Mabuza’s comments on Tuesday reflected concern that at least three of four of the country’s metros are touch and go for the governing party. 

He was confident that Ekurhuleni is in the bag, despite its mayor, Mzwandile Masina, being among the last remnants of the Zuma faction, who ardently defended the former president even as he destroyed the economy and key state institutions. Masina is likely to be returned to the mayoral post should the ANC hold onto Ekurhuleni, which it narrowly did in 2016. Mabuza said the metro is well run, with key developmental projects under way. 

Masina is perhaps fortunate that he inherited a solid administration from his predecessor, Mondli Gungubele, who is now a minister in the presidency. For his part, Masina spent much of his time in the early days of his term playing politics in defence of Zuma and the “radical economic transformation” faction.

Mabuza, flanked by Masina, said the ward he was campaigning in was lost to the DA in 2016, but he was confident the ANC would reclaim it. 

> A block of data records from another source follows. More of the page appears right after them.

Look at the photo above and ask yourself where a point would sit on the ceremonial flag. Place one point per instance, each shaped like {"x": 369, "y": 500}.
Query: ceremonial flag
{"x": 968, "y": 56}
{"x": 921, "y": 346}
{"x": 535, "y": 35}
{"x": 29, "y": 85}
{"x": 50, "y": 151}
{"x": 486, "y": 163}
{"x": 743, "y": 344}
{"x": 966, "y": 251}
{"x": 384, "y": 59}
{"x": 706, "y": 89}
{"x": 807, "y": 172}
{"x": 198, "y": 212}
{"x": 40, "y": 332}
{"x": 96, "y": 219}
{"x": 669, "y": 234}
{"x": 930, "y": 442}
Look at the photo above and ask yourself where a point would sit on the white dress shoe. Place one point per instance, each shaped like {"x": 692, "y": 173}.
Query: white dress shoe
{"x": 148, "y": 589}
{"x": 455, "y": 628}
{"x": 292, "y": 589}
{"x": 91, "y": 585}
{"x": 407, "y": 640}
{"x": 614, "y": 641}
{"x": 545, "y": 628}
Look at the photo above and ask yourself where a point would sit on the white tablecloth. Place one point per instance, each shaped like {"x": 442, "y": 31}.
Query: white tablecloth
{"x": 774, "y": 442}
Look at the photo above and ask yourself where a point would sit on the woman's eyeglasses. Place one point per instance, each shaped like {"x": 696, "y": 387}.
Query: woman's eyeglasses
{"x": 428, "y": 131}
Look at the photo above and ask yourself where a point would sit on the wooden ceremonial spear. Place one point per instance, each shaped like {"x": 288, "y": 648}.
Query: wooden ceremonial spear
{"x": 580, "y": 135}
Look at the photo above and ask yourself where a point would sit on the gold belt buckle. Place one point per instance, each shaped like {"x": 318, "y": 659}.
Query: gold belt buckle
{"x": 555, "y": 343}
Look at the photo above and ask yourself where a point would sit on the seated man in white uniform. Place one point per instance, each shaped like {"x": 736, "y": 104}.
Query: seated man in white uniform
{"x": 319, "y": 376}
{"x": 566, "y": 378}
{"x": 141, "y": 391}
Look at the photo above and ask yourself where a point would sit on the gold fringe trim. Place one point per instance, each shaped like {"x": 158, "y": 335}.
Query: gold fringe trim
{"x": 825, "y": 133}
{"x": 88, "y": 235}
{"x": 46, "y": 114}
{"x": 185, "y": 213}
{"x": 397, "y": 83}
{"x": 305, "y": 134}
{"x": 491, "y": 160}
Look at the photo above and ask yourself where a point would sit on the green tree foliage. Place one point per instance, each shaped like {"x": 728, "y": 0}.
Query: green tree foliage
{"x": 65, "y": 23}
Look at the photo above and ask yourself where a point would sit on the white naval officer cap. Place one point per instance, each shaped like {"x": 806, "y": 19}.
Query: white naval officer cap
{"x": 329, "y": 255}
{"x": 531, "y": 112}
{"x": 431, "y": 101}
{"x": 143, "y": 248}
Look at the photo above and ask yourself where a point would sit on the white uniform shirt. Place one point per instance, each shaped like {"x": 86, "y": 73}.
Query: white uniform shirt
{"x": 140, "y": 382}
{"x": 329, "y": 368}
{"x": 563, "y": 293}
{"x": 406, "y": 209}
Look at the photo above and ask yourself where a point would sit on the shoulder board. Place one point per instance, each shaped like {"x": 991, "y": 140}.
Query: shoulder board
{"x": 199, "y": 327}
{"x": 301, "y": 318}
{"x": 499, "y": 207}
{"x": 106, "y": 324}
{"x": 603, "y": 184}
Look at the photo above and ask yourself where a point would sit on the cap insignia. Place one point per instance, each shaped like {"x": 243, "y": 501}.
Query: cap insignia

We are looking good and I am confident that we are going to win Ekurhuleni outright, we are strong on the ground. This ward we lost to the DA, but we are going to get it back. 

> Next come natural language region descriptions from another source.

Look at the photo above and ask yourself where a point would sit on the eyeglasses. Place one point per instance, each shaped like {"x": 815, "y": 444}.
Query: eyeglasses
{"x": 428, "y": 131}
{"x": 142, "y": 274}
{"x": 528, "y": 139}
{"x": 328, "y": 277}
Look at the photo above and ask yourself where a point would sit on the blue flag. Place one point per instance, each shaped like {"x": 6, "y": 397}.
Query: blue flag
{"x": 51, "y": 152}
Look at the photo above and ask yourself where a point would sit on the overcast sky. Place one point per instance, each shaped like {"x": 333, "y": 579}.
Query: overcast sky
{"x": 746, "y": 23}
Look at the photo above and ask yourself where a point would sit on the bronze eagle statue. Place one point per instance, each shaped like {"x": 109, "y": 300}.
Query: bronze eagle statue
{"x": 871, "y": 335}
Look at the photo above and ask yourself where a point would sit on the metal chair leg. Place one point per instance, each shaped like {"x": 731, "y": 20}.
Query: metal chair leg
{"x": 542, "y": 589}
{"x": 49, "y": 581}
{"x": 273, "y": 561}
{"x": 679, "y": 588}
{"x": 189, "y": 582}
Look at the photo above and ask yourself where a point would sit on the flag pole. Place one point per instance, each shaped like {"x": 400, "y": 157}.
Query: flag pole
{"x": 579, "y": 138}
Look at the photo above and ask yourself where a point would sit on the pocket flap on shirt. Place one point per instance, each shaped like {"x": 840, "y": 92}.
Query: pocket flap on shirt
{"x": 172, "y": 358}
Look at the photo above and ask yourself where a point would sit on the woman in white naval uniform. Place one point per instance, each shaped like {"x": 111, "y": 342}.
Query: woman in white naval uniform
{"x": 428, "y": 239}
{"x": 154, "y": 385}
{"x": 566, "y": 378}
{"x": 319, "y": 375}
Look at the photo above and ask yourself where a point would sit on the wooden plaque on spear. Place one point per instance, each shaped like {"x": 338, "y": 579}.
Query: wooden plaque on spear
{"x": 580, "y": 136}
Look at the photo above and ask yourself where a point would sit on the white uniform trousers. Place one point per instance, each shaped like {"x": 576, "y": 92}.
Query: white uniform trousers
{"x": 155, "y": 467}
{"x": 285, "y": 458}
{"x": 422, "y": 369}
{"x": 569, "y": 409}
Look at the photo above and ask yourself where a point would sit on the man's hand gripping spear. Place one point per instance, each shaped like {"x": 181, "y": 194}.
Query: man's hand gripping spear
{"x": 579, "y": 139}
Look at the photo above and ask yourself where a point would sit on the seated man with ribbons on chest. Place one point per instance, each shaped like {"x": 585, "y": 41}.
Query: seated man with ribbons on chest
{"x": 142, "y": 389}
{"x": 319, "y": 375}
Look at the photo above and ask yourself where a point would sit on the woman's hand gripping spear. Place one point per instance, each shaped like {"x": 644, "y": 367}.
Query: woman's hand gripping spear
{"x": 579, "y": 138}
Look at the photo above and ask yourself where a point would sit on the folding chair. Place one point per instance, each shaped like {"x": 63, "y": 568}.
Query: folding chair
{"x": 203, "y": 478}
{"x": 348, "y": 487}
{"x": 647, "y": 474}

“The main issue here is housing … and a bit of disruptions in electricity, but generally people are fine. But generally speaking, Ekurhuleni is our best metro and we think we are going to win.” 

Of the other three metros the ANC lost in 2016, Mabuza said the ANC’s prospects are “tough”.

“Well, we are trying to push hard in Tshwane. Maybe we can win Tshwane. But here [in Ekurhuleni] I am confident. Joburg is a bit steep, we are going to put our last shot, move a bit faster and maybe we can turn the situation around,” he said.  

Mabuza reiterated the message expressed by ANC leaders on the campaign trail: “Give the ANC a chance, we have made progress … we are committed … We have selected leaders we think are good and we are going to monitor them. Give the ANC a chance.” 

While it has been a tough campaign season for parties across the board, it has been particularly hair-raising for the ANC. It dealt with the national issues which led to its decline in the 2016 local elections by electing President Cyril Ramaphosa on a reform and renewal ticket to lead the party and the country. The hurdle it now faces is to overhaul its leadership at lower levels, which had largely come to mirror the rot at the top. This is set to be more difficult, and overhauling its councillor candidate selection process, which it did ahead of this election, was only a first tentative step towards doing so.